It happened today - October 16, 2015
On October 16, 1859, John Brown and a small militant band seized the United States arsenal at Harpers Ferry in Virginia, seeking arms with which to trigger a slave revolt. I confess to being conflicted about it. I find it hard not to sympathize with Brown’s raid, and impossible to sympathize with it.
It’s hard not to sympathize because slavery was a monstrous evil, too big for politics, and had already divided the United States so badly that the Civil War was by then as inevitable as anything in human affairs. Slavery was not going to be ended except by force and no “mainstream” politician was willing to advocate such a thing, including Abraham Lincoln, fast rising toward genuine greatness but still seeking the political holy grail of muddled and unworkable compromise.
On the other hand, it’s impossible to sympathize because John Brown was insane, deluded and vicious and his plan could not work. And the latter matters enormously. I am strongly against armed resistance when a government is subject to control of the citizens, and if it was justified against slavery it’s a rare case. On the other hand I do think it would have been justified to shoot down someone trying to recapture a fugitive slave under the duly passed laws of the American Republic. But the key thing about the raid is that no venture led by such a man as John Brown could work and even if it could, that wasn’t that venture. All the raid could do was inflame passions and get people killed including two of his own sons.

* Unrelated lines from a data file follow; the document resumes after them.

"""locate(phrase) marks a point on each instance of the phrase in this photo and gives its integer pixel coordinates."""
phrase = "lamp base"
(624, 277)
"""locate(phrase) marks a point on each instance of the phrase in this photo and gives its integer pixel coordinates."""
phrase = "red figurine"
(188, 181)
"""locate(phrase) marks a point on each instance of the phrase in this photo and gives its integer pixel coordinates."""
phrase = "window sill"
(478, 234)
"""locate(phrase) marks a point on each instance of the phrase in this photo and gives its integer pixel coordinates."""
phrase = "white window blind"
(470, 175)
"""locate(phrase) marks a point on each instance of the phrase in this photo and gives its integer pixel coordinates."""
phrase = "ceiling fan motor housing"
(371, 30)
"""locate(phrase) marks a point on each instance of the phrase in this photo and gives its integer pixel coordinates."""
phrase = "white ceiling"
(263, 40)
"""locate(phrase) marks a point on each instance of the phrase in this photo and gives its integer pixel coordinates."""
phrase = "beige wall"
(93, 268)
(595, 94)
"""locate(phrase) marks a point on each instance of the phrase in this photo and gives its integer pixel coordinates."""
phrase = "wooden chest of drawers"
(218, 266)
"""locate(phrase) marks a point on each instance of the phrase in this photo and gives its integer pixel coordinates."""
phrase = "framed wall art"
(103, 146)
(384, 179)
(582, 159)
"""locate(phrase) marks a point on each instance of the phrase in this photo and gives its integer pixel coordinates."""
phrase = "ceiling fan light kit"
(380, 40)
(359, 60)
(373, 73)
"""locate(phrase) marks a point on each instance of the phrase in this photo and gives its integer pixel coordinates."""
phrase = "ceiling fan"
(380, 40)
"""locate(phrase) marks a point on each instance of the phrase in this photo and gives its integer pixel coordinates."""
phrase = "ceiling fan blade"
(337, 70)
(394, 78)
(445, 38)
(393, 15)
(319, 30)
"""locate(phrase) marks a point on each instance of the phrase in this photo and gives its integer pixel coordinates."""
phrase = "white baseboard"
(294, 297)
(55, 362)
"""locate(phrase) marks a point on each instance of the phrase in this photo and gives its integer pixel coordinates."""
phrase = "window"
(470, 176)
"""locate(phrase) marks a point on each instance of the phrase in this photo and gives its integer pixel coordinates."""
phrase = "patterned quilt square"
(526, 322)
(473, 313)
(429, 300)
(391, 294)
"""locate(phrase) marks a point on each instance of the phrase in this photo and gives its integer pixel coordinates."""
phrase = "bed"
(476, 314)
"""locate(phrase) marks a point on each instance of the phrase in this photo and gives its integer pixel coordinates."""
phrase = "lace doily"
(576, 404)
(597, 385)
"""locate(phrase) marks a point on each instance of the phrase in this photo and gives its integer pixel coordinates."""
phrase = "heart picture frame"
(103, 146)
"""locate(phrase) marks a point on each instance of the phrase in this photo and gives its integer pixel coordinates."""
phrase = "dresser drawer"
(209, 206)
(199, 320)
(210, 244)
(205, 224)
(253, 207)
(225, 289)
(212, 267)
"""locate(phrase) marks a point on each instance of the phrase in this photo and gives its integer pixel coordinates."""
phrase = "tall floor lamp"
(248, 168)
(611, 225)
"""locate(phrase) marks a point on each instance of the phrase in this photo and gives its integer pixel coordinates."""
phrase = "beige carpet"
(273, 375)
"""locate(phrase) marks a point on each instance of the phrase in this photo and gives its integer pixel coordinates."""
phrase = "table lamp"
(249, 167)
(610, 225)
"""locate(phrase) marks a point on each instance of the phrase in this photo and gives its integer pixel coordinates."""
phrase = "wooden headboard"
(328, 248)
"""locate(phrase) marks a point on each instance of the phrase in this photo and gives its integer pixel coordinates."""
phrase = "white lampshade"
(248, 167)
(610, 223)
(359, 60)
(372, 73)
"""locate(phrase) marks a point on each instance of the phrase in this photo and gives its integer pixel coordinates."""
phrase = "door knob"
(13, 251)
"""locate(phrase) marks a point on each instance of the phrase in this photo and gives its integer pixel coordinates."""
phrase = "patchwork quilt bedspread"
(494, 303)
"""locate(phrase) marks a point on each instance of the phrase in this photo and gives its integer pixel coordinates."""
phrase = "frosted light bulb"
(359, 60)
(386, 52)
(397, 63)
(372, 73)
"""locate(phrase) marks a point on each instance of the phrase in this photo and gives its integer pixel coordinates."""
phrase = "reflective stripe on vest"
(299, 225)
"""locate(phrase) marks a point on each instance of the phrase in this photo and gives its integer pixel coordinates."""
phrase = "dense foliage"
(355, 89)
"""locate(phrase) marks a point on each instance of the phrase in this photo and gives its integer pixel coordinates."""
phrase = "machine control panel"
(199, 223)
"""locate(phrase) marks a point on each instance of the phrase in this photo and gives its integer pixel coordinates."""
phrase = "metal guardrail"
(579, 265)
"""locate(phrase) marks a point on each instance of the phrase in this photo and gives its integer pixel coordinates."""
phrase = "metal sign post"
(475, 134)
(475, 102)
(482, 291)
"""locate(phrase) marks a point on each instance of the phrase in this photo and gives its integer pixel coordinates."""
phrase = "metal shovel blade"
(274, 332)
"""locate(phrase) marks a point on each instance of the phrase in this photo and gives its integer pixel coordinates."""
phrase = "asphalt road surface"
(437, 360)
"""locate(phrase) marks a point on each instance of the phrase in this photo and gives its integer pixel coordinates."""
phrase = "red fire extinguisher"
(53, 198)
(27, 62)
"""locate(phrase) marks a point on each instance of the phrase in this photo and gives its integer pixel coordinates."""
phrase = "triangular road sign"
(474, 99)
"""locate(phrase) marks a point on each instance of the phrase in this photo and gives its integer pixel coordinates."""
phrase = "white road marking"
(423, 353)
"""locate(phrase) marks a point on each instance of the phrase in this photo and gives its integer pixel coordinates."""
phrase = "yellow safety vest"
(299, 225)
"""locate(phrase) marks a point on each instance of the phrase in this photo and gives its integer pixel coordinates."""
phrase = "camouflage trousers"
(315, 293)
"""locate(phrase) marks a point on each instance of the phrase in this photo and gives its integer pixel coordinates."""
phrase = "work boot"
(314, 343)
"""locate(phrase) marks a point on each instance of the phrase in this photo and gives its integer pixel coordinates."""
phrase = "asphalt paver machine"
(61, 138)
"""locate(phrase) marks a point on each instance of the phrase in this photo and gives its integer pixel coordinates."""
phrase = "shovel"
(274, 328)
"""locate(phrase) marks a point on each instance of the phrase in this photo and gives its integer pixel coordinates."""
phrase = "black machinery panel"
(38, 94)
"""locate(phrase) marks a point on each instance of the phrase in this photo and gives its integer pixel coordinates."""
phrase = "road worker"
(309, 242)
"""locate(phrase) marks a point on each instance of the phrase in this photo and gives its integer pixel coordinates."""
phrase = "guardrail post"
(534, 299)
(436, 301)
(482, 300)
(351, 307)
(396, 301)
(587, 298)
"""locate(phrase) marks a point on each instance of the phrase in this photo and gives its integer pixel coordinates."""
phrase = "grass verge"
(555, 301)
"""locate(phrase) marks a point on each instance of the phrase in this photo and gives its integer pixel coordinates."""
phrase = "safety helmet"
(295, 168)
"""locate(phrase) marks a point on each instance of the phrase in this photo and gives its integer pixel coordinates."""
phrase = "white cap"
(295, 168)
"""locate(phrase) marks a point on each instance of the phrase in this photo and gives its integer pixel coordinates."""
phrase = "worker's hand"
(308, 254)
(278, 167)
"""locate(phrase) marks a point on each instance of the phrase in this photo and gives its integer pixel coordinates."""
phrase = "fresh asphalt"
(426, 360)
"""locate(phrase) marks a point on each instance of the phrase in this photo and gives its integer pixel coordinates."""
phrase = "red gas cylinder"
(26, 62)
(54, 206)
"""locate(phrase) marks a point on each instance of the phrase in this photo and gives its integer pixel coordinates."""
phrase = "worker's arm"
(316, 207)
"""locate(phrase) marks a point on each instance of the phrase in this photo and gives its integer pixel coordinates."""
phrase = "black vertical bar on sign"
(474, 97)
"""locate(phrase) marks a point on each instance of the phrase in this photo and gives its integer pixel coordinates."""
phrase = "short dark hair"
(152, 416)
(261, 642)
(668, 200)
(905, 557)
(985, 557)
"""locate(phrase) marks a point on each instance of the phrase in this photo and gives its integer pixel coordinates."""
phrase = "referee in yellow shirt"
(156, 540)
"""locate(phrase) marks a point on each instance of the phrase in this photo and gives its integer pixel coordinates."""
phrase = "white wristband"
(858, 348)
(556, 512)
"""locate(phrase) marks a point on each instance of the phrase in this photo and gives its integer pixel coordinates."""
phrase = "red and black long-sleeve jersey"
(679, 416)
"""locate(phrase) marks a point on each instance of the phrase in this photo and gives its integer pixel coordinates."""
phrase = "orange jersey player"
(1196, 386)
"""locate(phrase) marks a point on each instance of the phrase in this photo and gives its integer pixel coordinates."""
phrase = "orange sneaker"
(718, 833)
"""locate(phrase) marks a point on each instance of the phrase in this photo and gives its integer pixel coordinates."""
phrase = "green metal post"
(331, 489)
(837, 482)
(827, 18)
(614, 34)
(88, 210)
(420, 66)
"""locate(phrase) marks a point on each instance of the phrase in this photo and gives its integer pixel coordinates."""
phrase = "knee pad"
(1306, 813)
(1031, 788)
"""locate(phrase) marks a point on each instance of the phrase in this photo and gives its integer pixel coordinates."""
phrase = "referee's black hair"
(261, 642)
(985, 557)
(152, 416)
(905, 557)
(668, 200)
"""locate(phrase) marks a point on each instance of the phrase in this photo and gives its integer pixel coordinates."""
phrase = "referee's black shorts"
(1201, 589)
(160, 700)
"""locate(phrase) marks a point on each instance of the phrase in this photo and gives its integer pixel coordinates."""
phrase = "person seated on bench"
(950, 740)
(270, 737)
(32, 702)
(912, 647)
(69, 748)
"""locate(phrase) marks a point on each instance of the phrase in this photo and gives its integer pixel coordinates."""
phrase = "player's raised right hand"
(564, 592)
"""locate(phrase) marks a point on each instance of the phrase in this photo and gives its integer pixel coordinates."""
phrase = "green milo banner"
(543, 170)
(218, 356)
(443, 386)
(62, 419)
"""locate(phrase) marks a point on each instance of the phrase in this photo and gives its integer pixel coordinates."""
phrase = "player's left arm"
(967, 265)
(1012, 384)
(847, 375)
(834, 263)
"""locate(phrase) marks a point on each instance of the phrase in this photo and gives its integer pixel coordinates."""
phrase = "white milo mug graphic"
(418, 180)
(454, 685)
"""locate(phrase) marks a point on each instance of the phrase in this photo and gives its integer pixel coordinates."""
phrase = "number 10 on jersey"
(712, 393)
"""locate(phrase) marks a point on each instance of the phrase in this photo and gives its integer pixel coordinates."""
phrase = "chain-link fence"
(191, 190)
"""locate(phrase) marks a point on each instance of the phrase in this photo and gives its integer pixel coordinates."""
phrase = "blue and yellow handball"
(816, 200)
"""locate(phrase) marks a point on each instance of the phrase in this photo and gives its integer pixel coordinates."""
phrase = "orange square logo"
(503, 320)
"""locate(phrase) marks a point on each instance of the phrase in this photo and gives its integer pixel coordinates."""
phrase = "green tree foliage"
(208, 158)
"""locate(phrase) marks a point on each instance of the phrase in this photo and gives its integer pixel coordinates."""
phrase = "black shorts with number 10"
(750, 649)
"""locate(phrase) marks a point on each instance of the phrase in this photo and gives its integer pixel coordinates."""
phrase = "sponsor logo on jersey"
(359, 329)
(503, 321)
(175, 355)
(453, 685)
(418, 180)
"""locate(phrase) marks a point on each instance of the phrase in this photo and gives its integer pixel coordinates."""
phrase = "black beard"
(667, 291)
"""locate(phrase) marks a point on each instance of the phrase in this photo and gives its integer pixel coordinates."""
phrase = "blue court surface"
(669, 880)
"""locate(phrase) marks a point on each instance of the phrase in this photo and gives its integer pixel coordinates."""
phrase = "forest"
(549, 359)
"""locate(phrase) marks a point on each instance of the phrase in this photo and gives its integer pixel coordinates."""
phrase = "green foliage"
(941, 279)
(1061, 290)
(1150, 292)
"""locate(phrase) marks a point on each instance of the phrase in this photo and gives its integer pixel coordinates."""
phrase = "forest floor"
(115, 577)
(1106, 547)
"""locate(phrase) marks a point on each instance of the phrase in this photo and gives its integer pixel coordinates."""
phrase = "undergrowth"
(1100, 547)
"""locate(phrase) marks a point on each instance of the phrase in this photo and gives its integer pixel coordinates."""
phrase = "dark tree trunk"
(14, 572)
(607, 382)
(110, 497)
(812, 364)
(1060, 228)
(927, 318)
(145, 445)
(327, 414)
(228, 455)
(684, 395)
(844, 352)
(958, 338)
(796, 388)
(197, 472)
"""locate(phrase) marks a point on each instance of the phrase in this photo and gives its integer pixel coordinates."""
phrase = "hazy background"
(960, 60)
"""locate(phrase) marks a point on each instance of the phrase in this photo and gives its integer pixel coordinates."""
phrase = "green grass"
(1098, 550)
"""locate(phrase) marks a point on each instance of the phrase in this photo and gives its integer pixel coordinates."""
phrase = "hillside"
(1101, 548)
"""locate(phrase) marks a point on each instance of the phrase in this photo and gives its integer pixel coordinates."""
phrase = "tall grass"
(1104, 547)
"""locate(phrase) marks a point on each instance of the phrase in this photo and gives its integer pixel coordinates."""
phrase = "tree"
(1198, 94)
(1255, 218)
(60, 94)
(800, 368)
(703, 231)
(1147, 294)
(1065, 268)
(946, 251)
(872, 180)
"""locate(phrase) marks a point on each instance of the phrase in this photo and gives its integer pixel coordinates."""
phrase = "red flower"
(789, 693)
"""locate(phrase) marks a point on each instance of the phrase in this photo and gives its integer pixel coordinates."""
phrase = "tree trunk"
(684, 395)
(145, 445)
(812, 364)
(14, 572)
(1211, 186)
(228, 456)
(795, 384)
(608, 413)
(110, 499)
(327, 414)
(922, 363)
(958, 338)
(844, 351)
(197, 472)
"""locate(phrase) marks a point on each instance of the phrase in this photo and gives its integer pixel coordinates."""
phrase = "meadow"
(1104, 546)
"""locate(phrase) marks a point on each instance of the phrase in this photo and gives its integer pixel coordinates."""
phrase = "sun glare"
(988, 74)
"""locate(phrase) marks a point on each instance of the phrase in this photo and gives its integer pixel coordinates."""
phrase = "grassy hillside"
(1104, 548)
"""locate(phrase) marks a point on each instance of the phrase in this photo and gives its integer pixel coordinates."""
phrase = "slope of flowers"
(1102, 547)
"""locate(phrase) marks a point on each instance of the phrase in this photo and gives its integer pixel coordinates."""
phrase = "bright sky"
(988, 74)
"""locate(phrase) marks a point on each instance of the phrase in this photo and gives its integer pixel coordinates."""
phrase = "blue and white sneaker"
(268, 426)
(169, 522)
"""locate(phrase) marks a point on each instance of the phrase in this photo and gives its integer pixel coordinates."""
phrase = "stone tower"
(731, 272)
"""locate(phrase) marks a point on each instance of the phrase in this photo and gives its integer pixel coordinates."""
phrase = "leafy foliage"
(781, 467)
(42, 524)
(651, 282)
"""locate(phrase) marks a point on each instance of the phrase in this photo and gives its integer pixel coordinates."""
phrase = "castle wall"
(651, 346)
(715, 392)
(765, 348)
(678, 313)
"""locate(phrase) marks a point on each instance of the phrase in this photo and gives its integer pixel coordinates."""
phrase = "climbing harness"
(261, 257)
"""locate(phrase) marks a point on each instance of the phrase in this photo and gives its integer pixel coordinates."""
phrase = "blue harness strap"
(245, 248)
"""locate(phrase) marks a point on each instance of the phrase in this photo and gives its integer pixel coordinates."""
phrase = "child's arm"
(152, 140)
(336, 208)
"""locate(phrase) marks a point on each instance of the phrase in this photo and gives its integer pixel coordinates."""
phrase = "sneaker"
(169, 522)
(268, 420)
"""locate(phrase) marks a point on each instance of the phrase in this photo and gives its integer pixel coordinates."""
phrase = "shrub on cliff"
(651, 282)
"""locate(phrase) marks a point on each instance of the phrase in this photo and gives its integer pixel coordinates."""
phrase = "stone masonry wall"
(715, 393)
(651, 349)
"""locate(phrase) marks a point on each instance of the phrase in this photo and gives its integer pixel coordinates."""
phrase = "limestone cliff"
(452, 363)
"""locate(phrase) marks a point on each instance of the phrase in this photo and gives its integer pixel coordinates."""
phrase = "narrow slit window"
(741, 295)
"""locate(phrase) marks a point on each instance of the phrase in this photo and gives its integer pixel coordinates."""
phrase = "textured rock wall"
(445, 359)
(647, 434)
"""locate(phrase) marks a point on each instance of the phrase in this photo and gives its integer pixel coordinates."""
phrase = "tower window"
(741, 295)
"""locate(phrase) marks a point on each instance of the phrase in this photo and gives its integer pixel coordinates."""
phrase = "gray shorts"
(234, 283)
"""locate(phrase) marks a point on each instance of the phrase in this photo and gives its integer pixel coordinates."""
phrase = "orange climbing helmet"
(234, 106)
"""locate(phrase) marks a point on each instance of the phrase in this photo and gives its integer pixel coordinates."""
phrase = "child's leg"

Now possibly those passions needed to be inflamed; thousands of Union soldiers would sing “John Brown’s body” in tribute to a man whose living hand they would never have shaken, and shed their own blood and that of others to advance his cause about which they would have refused to hear a speech before the war started. Perhaps Brown finally found the one thing he could do right, not raising a slave revolt but being spectacularly martyred failing to raise one. And once wounded and captured Brown played his part with a dignity not typically part of his life, although the tale of him kissing a black baby in its mother’s arms on his way to the scaffold was pure invention or, to give it its proper name, propaganda. He sought martyrdom and in a very real sense it worked. The raid strengthened militants on both sides and brought the war that ended slavery.
So what if I’d been there?
In some ways the more uncomfortable part of that question is whether I’d have sympathized at all. From our comfortable couches and study chairs we imagine ourselves heroically answering the call at great historical moments that, for some reason, have not knocked at our door. We all think we would have been abolitionists had we lived in the United States in the 1850s although, statistically and logically, it cannot be so.
Consider Robert E. Lee, a man I admire who seems genuinely to have disliked slavery, even detested it. He was given the job of retaking the Harpers Ferry arsenal and capturing Brown and did his “duty”. And interestingly Stonewall Jackson, John Wilkes Booth and Walt Whitman were present for Brown’s execution though not all for the same reasons. Yet Lee, offered command of both the Union and Confederate armies, chose the latter, putting devotion to his “country” (Virginia) above his sworn duty to his actual country and his duty to humanity. A magnificent general and a good man, he fell to the occasion and led the wrong army in the wrong cause in the defining action of his career and his life.
It also haunts me that the raid took place at a spot of such scenic beauty that Thomas Jefferson in his Notes on Virginia declared “this scene is worth a voyage across the Atlantic.” Jefferson is much admired, though not by me, but for all his virtues he was monstrously wrong on slavery, having gone from abolitionism in his youth to reluctant advocate in his “maturity”. And of course his hypocrisy extended to having a slave mistress. Yet if he lived today one imagines, given his generally radical temperament, that he’d be in the forefront of progressive causes from abortion to the politics of identity.
So the fact that we see clearly in 2015 that slavery was bad is not the same as being somehow inherently bound to have seen it clearly had we surveyed the scene form 1855 or, indeed, 55 B.C. But grant me the light to see slavery as the evil it was in 1859 and ask, would I have joined John Brown?
No. No I would not. He was doing the right thing for the wrong reason in the wrong way. And my final and comforting thought on my divided views of Brown’s raid is that noted abolitionist Frederick Douglass, a truly great man, was pestered by Brown to join his group but repeatedly refused and, indeed, tried to prevent others from joining.
If Douglass could say it was the wrong answer to the right question at the time, I can say it now. And yet when it was done, I would have been among those pushed toward war by it, in defence of the liberty of the slaves Brown was trying to start a war to free.